De manière plus anecdotique, cette crise aura permis de se débarrasser de deux vaches sacrées du progressisme d’après guerre : l’Express et le Monde. J’avais déjà remarqué dans le numéro 3000 de l’Express, paru il y a quelques semaines, à quel point ce magazine avait rompu  avec son ancrage historique dans la « critique progressiste » de la société bourgeoise. Il suffit de comparer les unes des années 1950 et 1960, reproduites dans ce spécial (d’enterrement avant liquidation!), avec les unes actuelles pour voir la normalisation et l’abaissement en cours. VSD, qui fit rire pour son côté ras-des-paquerettes, lors de son lancement a donc fait école, et est devenu la norme des news magazine.  Autre victime collatérale de la crise : le Monde où les papiers de Catherine Rollot ont attiré l’attention de bien des collègues par leur indigence et leurs inexactitudes. Dans un mail sur la liste ANCMSP, un(e) collègue dont je ne me rappelle plus le nom (pardon d’avance si il/elle se reconnaît ici) faisait remarquer que, quand il/elle parlait du Monde comme d’un journal de gauche ou de centre-gauche, il/elle  obtenait des yeux écarquillés de la part de ses étudiants, le(la) renvoyant ainsi à une génération passée. En plus de son positionnement dans l’espace politique, il va falloir s’habituer en plus  à l’absence de sérieux de ce « canard ». Si seulement ils faisaient faillite… , cela vaut mieux que cette petite mort quotidienne.

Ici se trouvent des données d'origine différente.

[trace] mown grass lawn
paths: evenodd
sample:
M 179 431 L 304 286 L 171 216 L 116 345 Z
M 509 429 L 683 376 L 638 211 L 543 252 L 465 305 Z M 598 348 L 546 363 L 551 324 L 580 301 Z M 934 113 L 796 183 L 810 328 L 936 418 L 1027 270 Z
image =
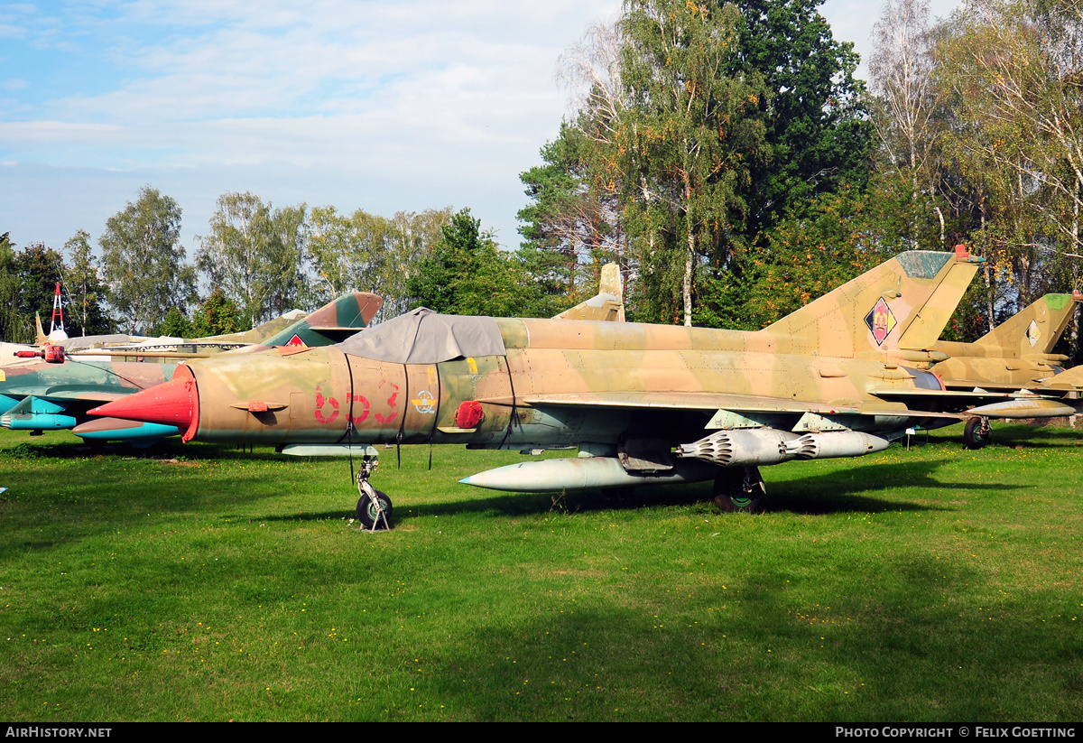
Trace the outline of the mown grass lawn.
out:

Il est d’ailleurs amusant de voir que le même Marcel Gauchet, décidément remonté ces temps-ci, ne leur envoie pas dire dans leurs propres colonnes. On lira ainsi dans le Monde du 7 février un interview de ce dernier, où il condamne la stratégie suicidaire d’une presse  quotidienne qui consiste à vendre 1,30 euros ce qu’on peut lire gratuitement par ailleurs. Il énonce cette noble idée selon laquelle « à l’arrivée (après la crise actuelle), le niveau d’exigence à l’égard de la presse sera plus élevé et non plus bas », au nom de l’importance même du papier (la matière) comme lieu (matériel) de la réflexion.  On peut partager ou non le pessimisme optimiste de M. Gauchet qui espère à terme la renaissance d’une presse papier de qualité, mais surtout on peut s’amuser : avec cette crise, le Monde n’en prend pas le chemin de cette « expertise du journaliste »(qui)« est toujours plus nécessaire pour guider le citoyen dans le dédale de l’information ». Il est vrai que cet interview  en lui-même constitue un grand moment d’humour (involontaire?) dans la mesure où la personne qui l’a réalisé n’est autre que l’extraordinaire Josyane Savigneau!(Aurait-t-elle décidé de se venger de la direction actuelle en obtenant la publication de tels propos?) (On trouvera aussi sur le blog de J. Quatremer l’opinion de M. Gauchet citée élogieusement, et donnant lieu à une discussion non dénuée d’intérêt entre internautes…)

Une bonne nouvelle tout de même pour le gouvernement : Météo-France annonce un temps exécrable sur la France demain. Le « Fils du Ciel » a quelques protections tout de même.